# Hyperparameter Tuning using HyperDrive

In this notebook, we use `HyperDrive` to tune hyperparameters, train, select, and operationalize a time-series forecasting model that forecasts daily sales for the next 28 days of Walmart hobbies products in Texas.

The algorithm used by HyperDrive is Light GBM known for being a Kaggle's competition winner.

The dataset used is a subset of the one made available from [Kaggle's competition M5 Forecasting - Accuracy ](https://www.kaggle.com/c/m5-forecasting-accuracy/data) is available at [GitHub](https://github.com/dpbac/Forecasting-Walmart-sales-with-Azure/blob/master/data/walmart_tx_stores_10_items_with_day.csv). 

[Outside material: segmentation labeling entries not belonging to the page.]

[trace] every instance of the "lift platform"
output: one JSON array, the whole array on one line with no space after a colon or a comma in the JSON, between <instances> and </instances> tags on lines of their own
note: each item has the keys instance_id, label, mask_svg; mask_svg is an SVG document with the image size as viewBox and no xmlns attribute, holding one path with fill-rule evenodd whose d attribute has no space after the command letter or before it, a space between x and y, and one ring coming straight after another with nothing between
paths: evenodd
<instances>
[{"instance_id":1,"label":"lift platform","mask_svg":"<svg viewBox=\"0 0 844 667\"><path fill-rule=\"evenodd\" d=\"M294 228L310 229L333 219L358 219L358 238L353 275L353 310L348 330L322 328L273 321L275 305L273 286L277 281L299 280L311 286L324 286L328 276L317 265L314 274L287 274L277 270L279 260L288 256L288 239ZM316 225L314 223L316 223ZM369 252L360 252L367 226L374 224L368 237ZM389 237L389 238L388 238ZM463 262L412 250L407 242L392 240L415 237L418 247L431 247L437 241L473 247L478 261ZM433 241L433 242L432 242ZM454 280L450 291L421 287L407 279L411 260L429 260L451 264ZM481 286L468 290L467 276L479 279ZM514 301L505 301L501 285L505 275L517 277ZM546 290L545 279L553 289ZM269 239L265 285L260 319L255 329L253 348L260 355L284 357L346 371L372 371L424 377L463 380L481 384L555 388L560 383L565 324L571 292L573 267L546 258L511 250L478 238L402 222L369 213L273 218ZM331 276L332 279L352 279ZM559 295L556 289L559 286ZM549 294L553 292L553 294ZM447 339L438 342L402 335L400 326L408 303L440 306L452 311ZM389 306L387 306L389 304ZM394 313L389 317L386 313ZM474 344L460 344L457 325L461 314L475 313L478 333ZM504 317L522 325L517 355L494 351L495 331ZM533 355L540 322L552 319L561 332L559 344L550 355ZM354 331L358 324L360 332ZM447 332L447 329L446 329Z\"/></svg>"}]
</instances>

More details over the dataset are give in section [Dataset](#Dataset).


In [1]:
import pandas as pd
import numpy as np
import os
import sys
import json
import azureml
import requests 

from azureml.core.workspace import Workspace
from azureml.core.experiment import Experiment
from azureml.core import ScriptRunConfig

from azureml.core.compute import ComputeTarget, AmlCompute
from azureml.core.compute_target import ComputeTargetException
from azureml.train.estimator import Estimator

from azureml.core.dataset import Dataset
from azureml.widgets import RunDetails
from azureml.train.hyperdrive.run import PrimaryMetricGoal
from azureml.train.hyperdrive.sampling import BayesianParameterSampling
from azureml.train.hyperdrive.runconfig import HyperDriveConfig
from azureml.train.hyperdrive.parameter_expressions import uniform, quniform, choice

from azureml.core.runconfig import RunConfiguration
from azureml.core.runconfig import EnvironmentDefinition
from azureml.core.runconfig import CondaDependencies

from azureml.core.model import Model

from azureml.core.webservice import AciWebservice
from azureml.core.model import Model, InferenceConfig


from azureml.train.automl import constants

import warnings
warnings.filterwarnings("ignore")

from train import *

# Check system and core SDK version number
print("System version: {}".format(sys.version))
print("Azure ML SDK version:", azureml.core.VERSION)

System version: 3.6.9 |Anaconda, Inc.| (default, Jul 30 2019, 19:07:31) 
[GCC 7.3.0]
Azure ML SDK version: 1.20.0


# Initialize workspace and create an Azure ML experiment

To start we need to initialize our workspace and create a Azule ML experiment. It is also to remember that accessing the Azure ML workspace requires authentication with Azure.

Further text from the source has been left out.